Fees, finances and why I do not accept insurance

Just before I started working for myself, actually for you, the customer, I became significantly disillusioned by the sheer volume of paperwork that was required by both insurance companies and government funding agencies just to sit down with a client and say:  “I am glad you are here.  So, what would you like to talk about today?”

If you have not noticed, government agencies and insurance companies have some very peculiar and particular ideas about what and how much information needs to be collected, collated, copied and filed before services can begin.  I really believe that if someone is interested and willing enough to walk through my door, then they already have a pretty good idea about what they would like to talk about.

Over the course of our professional interaction, we may get around to some pretty personal details over the course of our conversations and counseling sessions, or we may not,  it depends more on you than on a government or an insurance form.

One thing that I learned in my previous career as a chef was that the customer is always right and the reason for that is that they are the ones paying the bill.  If I made them a lousy meal or they had a terrible experience at my establishment, then they did not come back, and they told their friends about it.
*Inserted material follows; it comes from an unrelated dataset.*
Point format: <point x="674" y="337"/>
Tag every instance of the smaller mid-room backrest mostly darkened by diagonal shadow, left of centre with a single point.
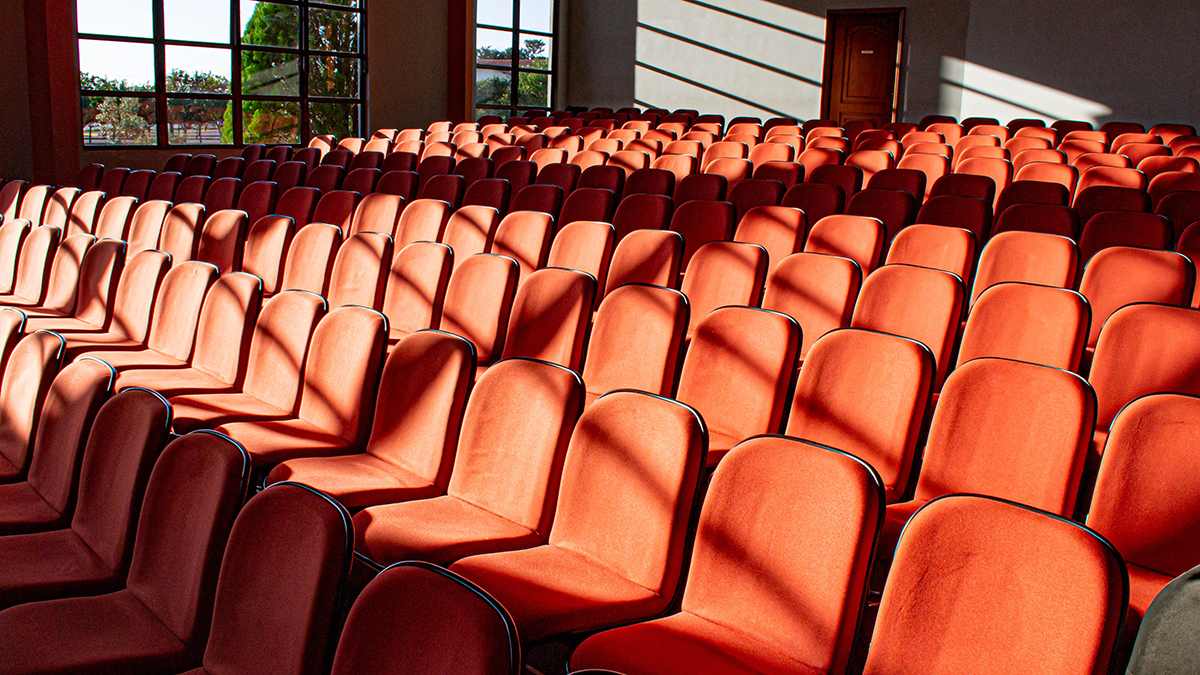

I am bringing the same approach to my counseling practice because I believe that it works.

Some time ago, I was working for a state-funded treatment agency, serving predominantly a criminal justice population sentenced there for substance abuse treatment as part of their probation or parole.  There was a pilot program where the participants paid a nominal fee for each group and individual counseling session that they attended.  Initially, I though that it would not work as they did not have much money and had many other financial obligations.  I was wrong, dead wrong.  The clients that paid something for their treatment had far more favorable outcomes than those that did not.  They missed fewer sessions, were late less often, had fewer positive drug tests and lower rates of relapse and re-offense.   By paying for their treatment, they placed value on it, making it important to them made it work better for them.  Why they stopped the pilot, I do not know; looking back on it, without keeping up relapse rates, treatment businesses might have been afraid of working themselves out of business.

Another reason that I do not accept insurance is that it takes an awful lot of work to file  a claim, ensure payment and negotiate with declined requests for payment.  As a sole provider, I do not want my clinical judgement clouded by a fight that I had with an insurance company over a client’s bill.

The other thing about employer sponsored insurance that I detest is the lack of privacy and confidentiality inherent in the billing system.  In many cases, human resources, owners, managers, their secretaries and supervisors know who is using what type of insurance.  If the insurance company, or any other payer wants to see clinical records, very often they are allowed to, otherwise they do not pay.

Short of you threatening to harm me, yourself or another human being, I am generally not required to report to anyone, anything you may say to me.

Anyway, if you have read this far, you must be interested in what I though would be fair, honest pricing, for fair, honest work.  So, here goes:

  1.  DOT/SAP Assessments $425.  This includes an initial assessment, co-ordination of a referral to treatment or education program, re-assessment and providing a follow-up testing program for employers.
  2. Non-DOT Assessments $150.  This includes an initial assessment and a written summary.  I think that it would be well worth while to find out from an independent source just what appears to be wrong and what may be an appropriate and diligent course of action.  I will be writing a whole post about this later.
  3. Individual Counseling  $50/hr.  Whatever you want to talk about regarding a substance use issue.  I have also talked with couples, partners and family members about strategies, plans and expected outcomes.
  4. Court testimony  $250/day, plus expenses.  I have qualified as an expert witness in a number of courts.  A lot of child custody proceedings have an element of “he said/she said” regarding substance use.  Having an expert opinion can be invaluable.
  5. No shows $25.  My time is worth money to me and my family.  I will gladly reschedule almost any appointment, without a fee, if you call ahead of time.
  6. Substance Education Group $30/hr.  I do not presently have a group schedule; however, if you are interested in this, we can develop one to fit you, at these rates, just know that other persons, with similar conditions may be present.

Anyhow, I am seeking to make a living out helping others to make changes in their lives in regard to their use of substances.  I really believe that treatment that has no cost has no value and treatment that has no value is of no use and may even prolong problems.